Hsp90 empowers the chaperoned ligands to activate an immune response. It is well known that unmethylated single-stranded DNA containing a cytosine–phosphate–guanine (CpG) motif binds TLR9 receptors of plasmacytoid dendritic cells (pDCs) and B cells, which results in the production of IFN-α [129]. However, these cells normally do not respond to self-DNA, a phenomenon that was explained by the fact that both bacterial and viral DNA have multiple CpG nucleotides able to bind and consequently activate TLR9 more efficiently than mammalian self-DNA contains, which contains a lower number of these motifs and are usually masked by methylation. There are situations where self-DNA might have the potential to activate TLR9, but it may not succeed since it fails to access the TLR9-containing endolysosomal compartments [130]. Synthetic CpG-DNAs have been assayed¾ CpG-A, able to stimulate the receptors of pDC cells and produce IFN-α, and CpG-B, which is inactive in this regard [130], but stimulates the release of IL-6 and TNF-α in these cells. While CpG-A forms large multimeric aggregates and is retained for long periods of time in early endosomes, whereas CpG-B is a monomer, cannot oligomerize, and rapidly translocate from early to late endosomes or lysosomes of pDCs [131]. Such a long-lasting retention of CpG-A results in prolonged activation of TLR9 signaling, leading to strong IFN-α production. In other words, the retention time of the CpG/ TLR9 complex in endosomes is a key determinant for the TLR9-dependent signalling cascade. Inasmuch as Hsp90 binds and retains client ligands within early endosomes, studies specifically conducted to evaluate the role of such interaction demonstrated that human pDCs pulse Hsp90·CpG-A complexes inducing a larger production of IFN-α than the monomeric CpG-A [130]. In contrast to human dendritic cells, murine cells also express TLR7 receptor in addition to TLR9 [132]. In this system, the Hsp90·CpG-A complex is retained within early endosomes for longer periods leading to sustained activation of murine cells and eliciting TLR9 signaling for IFN-α production, which is indeed TLR9-mediated since TLR9 KO cells do not produce IFN-α. By contrast, CpG-A alone was transfered to late endosomes and lysosomes. Importantly, not only CpG-A·Hsp90 complexes, but also CpG-B·Hsp90 complexes are strong stimulating ligands of TLR9 resulting in high production of IFN-α.

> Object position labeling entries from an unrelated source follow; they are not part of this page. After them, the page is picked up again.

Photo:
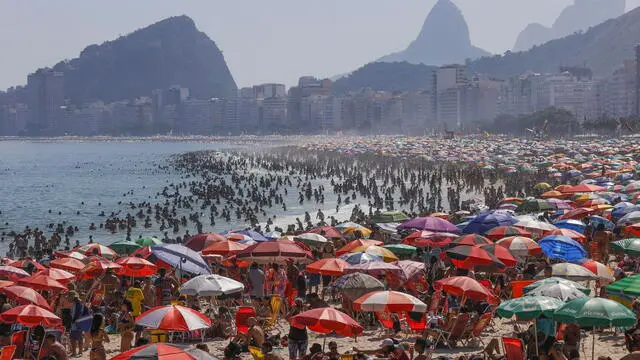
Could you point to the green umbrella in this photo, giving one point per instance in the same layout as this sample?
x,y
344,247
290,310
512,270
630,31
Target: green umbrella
x,y
627,286
628,246
124,247
389,216
148,241
401,249
529,307
595,312
556,280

It may be stated that extracellular Hsp90 has the capacity to chaperone CpGs in early endosomes leading to a more abundant production IFN-α. Therefore, there are two important considerations derived from that property: a)- extracellular Hsp90 (and HSPs in general) could play a crucial role in the pathogenesis of nucleic acid-mediated autoimmune diseases, for example in systemic lupus erythematosus; and b)- it may be implied that the use of extracellular HSPs in combination with CpG may enhance the biological effectiveness of cancer vaccines.

Heat-shock proteins and autoimmune diseases

The participation of HSPs in the pathogenesis of autoimmune diseases has been analyzed using two basic animal models: a) - artificially induced arthritis by the natural saturated terpenoid alkane pristane, adjuvant-induced arthritis, avridine-induced arthritis, arthritis generated by Streptococcus cell wall and collagen type II [133]; and b)- insulin-dependent diabetes mellitus model in non-obese diabetic mice (NOD)[134]. The adjuvant-induced arthritis is generated by intracutaneous injection with heat-killed Mycobacterium tuberculosis. Arthritis can be transferred from diseased injected animals to healthy naive animals with a single T cell clone specific for a particular sequence of Hsp60 M. tuberculosis isoform. Thus, the microbial agent initiates a self-perpetuating autoimmune process in a susceptible individual generating antibodies against the host’s Hsp60, and perhaps an epitope of the cartilage proteoglycan [135]. Regarding the potential advantages of this phenomenon from the perspective of therapeutic applications, it was observed the induction of tolerance after immunization with the HSP. Accordingly, pristine oil-generated arthritis disease shows high levels of IL-2 and IFN-γ after in vitro restimulation of arthritic mice splenocytes with mycobacterial Hsp60 [136].Therefore, mycobacterial Hsp60 is capable of preimmunize mice and protected them from pristane actions.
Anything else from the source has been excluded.